2. As far as your resume, I would highlight your previous sales/marketing experience, and then emphasize the aspects of radio production that related to sales and marketing. After all, everyone in the corporate world is engaged in some form of sales, even if this is only selling yourself to maintain employment in an era of dwindling opportunities.

3. Also, I would emphasize to future employers that your on-air experience brings with it a skill set that other employees will lack. You undoubtedly have a greater gift of gab than most non-radio people, and you also likely have an ability to communicate with other people. Both of these are useful in sales.

4. I am also a fan of people accepting sales positions for products that they believe in. I tried my hand at life insurance sales and advertising sales, both of which I could care less about (with predictably poor results in each endeavor). But when I was in the pizza business, I could sell pizza better than anyone in the world, whether it was group sales, school orders, or just convincing people to patronize my establishment. I lived pizza, breathed pizza, and wholeheartedly believed in my product, and I was extremely successful at selling people on my product (though admittedly less successful at other aspects of my business, like maintaining profitability in an environment of escalating costs and new competition, but that's a whole different discussion).

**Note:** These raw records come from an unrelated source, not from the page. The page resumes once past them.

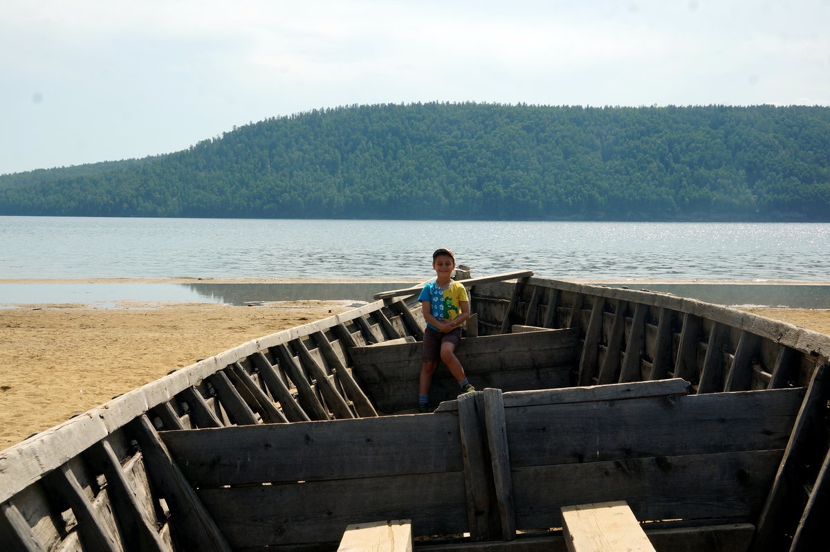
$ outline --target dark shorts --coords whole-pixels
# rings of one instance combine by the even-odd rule
[[[443,343],[458,344],[461,339],[461,329],[456,328],[448,334],[436,331],[429,326],[423,330],[423,359],[437,362],[441,359],[441,345]]]

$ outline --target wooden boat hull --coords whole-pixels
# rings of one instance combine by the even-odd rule
[[[823,534],[830,337],[528,272],[466,285],[471,380],[498,388],[376,418],[411,410],[418,364],[417,344],[382,344],[423,327],[411,293],[380,294],[3,451],[3,550],[332,550],[344,524],[378,520],[359,515],[414,518],[429,537],[417,548],[555,550],[559,508],[619,498],[657,550],[811,550]],[[677,380],[689,396],[618,395]],[[436,382],[452,398],[452,382]],[[243,452],[259,459],[239,463]],[[203,481],[200,462],[237,475]]]

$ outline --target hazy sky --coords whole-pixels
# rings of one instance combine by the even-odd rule
[[[5,0],[0,173],[352,104],[830,105],[830,0]]]

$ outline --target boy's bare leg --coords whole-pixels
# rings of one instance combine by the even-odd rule
[[[438,366],[437,360],[424,360],[421,364],[421,378],[418,385],[418,393],[426,395],[429,393],[429,386],[432,383],[432,374]]]
[[[450,374],[452,374],[452,377],[456,379],[456,382],[461,383],[466,379],[466,376],[464,375],[464,368],[461,367],[461,361],[456,357],[455,344],[441,344],[441,359],[443,360],[444,364],[447,364],[447,367],[450,369]],[[435,369],[433,368],[432,370],[434,371]],[[423,369],[422,369],[421,374],[423,374]],[[432,375],[430,375],[430,378],[432,378]]]

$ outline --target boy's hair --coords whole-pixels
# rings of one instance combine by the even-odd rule
[[[442,255],[446,255],[447,256],[452,259],[452,262],[456,261],[456,256],[452,254],[452,252],[451,252],[449,249],[447,249],[446,247],[442,247],[441,249],[435,250],[435,252],[432,253],[432,261],[435,262],[435,260]]]

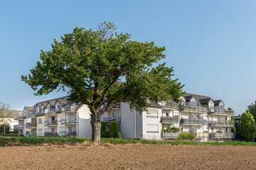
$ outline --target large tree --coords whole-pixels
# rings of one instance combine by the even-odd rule
[[[68,90],[69,100],[87,105],[92,140],[98,142],[102,115],[120,102],[143,110],[149,101],[177,101],[182,95],[174,69],[161,61],[164,50],[117,33],[111,23],[97,30],[75,28],[55,40],[51,50],[41,51],[41,61],[22,80],[36,95]]]
[[[0,102],[0,118],[4,118],[4,123],[0,127],[0,132],[6,133],[9,131],[8,123],[6,122],[6,113],[8,110],[10,109],[10,106],[7,103]]]
[[[253,115],[248,111],[242,114],[238,133],[239,137],[245,141],[254,141],[255,139],[255,120]]]

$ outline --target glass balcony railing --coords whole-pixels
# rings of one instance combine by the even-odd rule
[[[181,119],[181,125],[206,125],[207,122],[203,119]]]
[[[178,123],[178,117],[173,116],[173,117],[161,117],[161,122],[162,123]]]

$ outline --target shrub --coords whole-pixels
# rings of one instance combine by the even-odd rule
[[[195,135],[190,132],[182,132],[179,135],[178,139],[193,140],[195,139]]]
[[[11,128],[10,125],[8,123],[3,123],[3,124],[0,125],[0,133],[4,132],[4,126],[5,126],[5,132],[9,132],[10,131],[10,128]]]

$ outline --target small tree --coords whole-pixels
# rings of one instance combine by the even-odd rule
[[[246,111],[250,112],[253,115],[254,119],[256,120],[256,101],[248,106]]]
[[[41,51],[41,61],[21,78],[36,95],[68,89],[70,101],[86,104],[92,140],[98,142],[102,114],[120,102],[142,111],[149,101],[177,101],[182,95],[183,86],[172,79],[174,69],[161,62],[164,50],[116,33],[111,23],[96,30],[76,28],[55,40],[51,50]]]
[[[238,126],[239,137],[245,141],[254,141],[256,135],[256,125],[253,115],[248,111],[242,114]]]

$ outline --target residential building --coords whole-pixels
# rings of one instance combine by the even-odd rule
[[[68,97],[39,102],[24,108],[23,134],[90,137],[90,113],[86,105],[71,103]],[[179,103],[149,102],[147,110],[142,112],[121,103],[104,113],[102,121],[118,123],[123,137],[127,139],[175,140],[186,132],[198,141],[225,141],[233,138],[233,115],[225,109],[221,100],[186,94]]]
[[[22,114],[21,111],[8,110],[1,110],[0,111],[0,125],[6,123],[10,125],[10,131],[14,132],[14,127],[18,125],[18,121],[16,118]]]

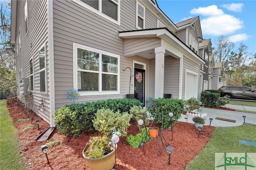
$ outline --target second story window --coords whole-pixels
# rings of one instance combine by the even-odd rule
[[[145,28],[145,7],[137,2],[136,10],[136,27],[138,29]]]
[[[120,24],[119,0],[73,0],[104,18]]]

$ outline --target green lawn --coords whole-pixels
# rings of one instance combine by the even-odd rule
[[[186,170],[215,169],[215,153],[256,153],[256,147],[239,143],[240,139],[256,142],[256,125],[248,123],[215,127],[210,140]]]
[[[4,100],[0,100],[0,169],[25,170],[16,128]]]

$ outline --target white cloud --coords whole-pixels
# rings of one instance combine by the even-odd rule
[[[243,8],[244,4],[241,3],[238,4],[234,4],[232,3],[231,4],[224,4],[221,6],[227,9],[230,11],[241,12],[242,12],[242,8]]]
[[[237,42],[246,41],[250,37],[250,36],[246,35],[246,34],[244,33],[230,36],[228,38],[231,42],[236,43]]]
[[[200,23],[203,34],[214,36],[230,34],[244,27],[242,21],[227,14],[204,18]]]
[[[194,15],[201,14],[205,16],[218,16],[224,14],[223,11],[218,9],[216,5],[211,5],[207,7],[194,8],[190,11],[190,13]]]

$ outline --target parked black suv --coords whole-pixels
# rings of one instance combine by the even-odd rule
[[[230,85],[222,86],[218,90],[220,91],[220,96],[230,99],[237,98],[256,100],[256,90],[247,86]]]

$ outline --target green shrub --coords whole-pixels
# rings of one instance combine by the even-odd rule
[[[154,117],[154,121],[162,123],[163,127],[166,128],[178,123],[184,111],[184,103],[182,99],[158,98],[152,102],[147,109]],[[174,115],[172,117],[169,116],[170,112]]]
[[[217,107],[220,107],[228,103],[230,101],[230,99],[226,97],[221,97],[218,99],[216,102],[216,105]]]
[[[220,91],[218,90],[206,90],[206,91],[209,91],[210,93],[220,93]]]
[[[198,109],[201,107],[200,102],[195,97],[192,97],[188,100],[184,101],[184,104],[185,105],[189,106],[189,107],[188,109],[188,111],[189,112],[191,112],[194,109]]]
[[[206,117],[202,118],[202,117],[199,117],[198,116],[196,116],[195,117],[193,117],[192,118],[192,120],[195,122],[196,122],[198,124],[204,125],[205,123],[205,120],[206,119]]]
[[[122,133],[122,136],[127,136],[132,115],[127,112],[121,114],[119,111],[114,113],[109,109],[102,109],[98,110],[95,115],[96,118],[92,121],[93,126],[104,135],[110,138],[115,129]]]
[[[142,128],[142,132],[136,134],[135,136],[130,134],[126,137],[126,141],[131,146],[134,148],[138,148],[142,140],[142,136],[143,137],[143,142],[146,143],[149,140],[153,139],[153,138],[150,137],[148,132],[148,128]]]
[[[142,119],[145,124],[147,125],[149,124],[149,115],[148,114],[148,111],[146,108],[142,109],[141,106],[133,106],[130,111],[130,114],[132,115],[132,118],[138,121]]]
[[[68,136],[77,137],[93,130],[90,108],[82,104],[72,104],[54,112],[54,122],[60,132]]]
[[[206,91],[202,91],[201,93],[201,102],[205,106],[215,107],[216,102],[220,97],[220,93],[211,93]]]

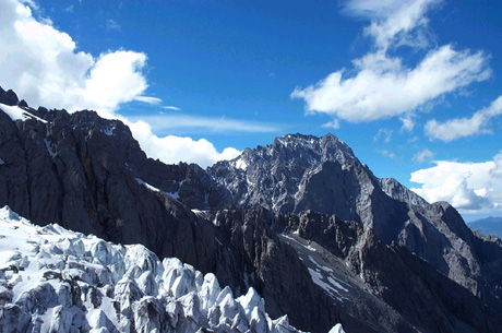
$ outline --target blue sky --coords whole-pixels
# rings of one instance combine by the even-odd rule
[[[499,1],[0,8],[12,32],[0,37],[0,85],[32,106],[120,117],[167,163],[210,165],[286,133],[332,132],[378,177],[466,219],[501,215]]]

5. You correctly identify a critical problem in career-switching: employers who are blind to the possibility of hiring a non-traditional candidate and who would rather make a less riskier hiring decision with someone from a closely-related business. You will have to work harder to get them to recognize your unique talents and potential, which might mean that you will have to engage in directing the course and tone of the interview: "I know that my four years in radio might seem to be an unusual background, but there are quite a few parallels between selling your widgets and yakking in a microphone." Something along those lines.

Randy H said...

May I add a tip from my own resume reading days?

Watch the gender! I worked in a woman-owned firm, and our employment ads directed that resumes be sent to "[Initial] [Last Name]." Anything that came to "Mr. [Last Name]" wnet in the trash. It wasn't so much a feminist thing (although that was part of it) as it was looking for attention to a minor but obvious detail.

kooz said...

History Mike,

I really appreciate you taking the time. Excellent tips. I will apply them accordingly.

Anonymous said...

BTW Mike,

How did you do on your recent hoop jumping with the doctoral process. I recall that you were preparing, but I don't think that I read a post on the outcome.

historymike said...

Passed the written, still waiting to have the oral exam. The written component was the one I was most worried about, since it is 16 hours of essay questions.

The oral exam is more reasonable, as it is 2-3 hours of being peppered with questions from the committee. I like this format better, since you can always get clarification and contextual cues from the questioner.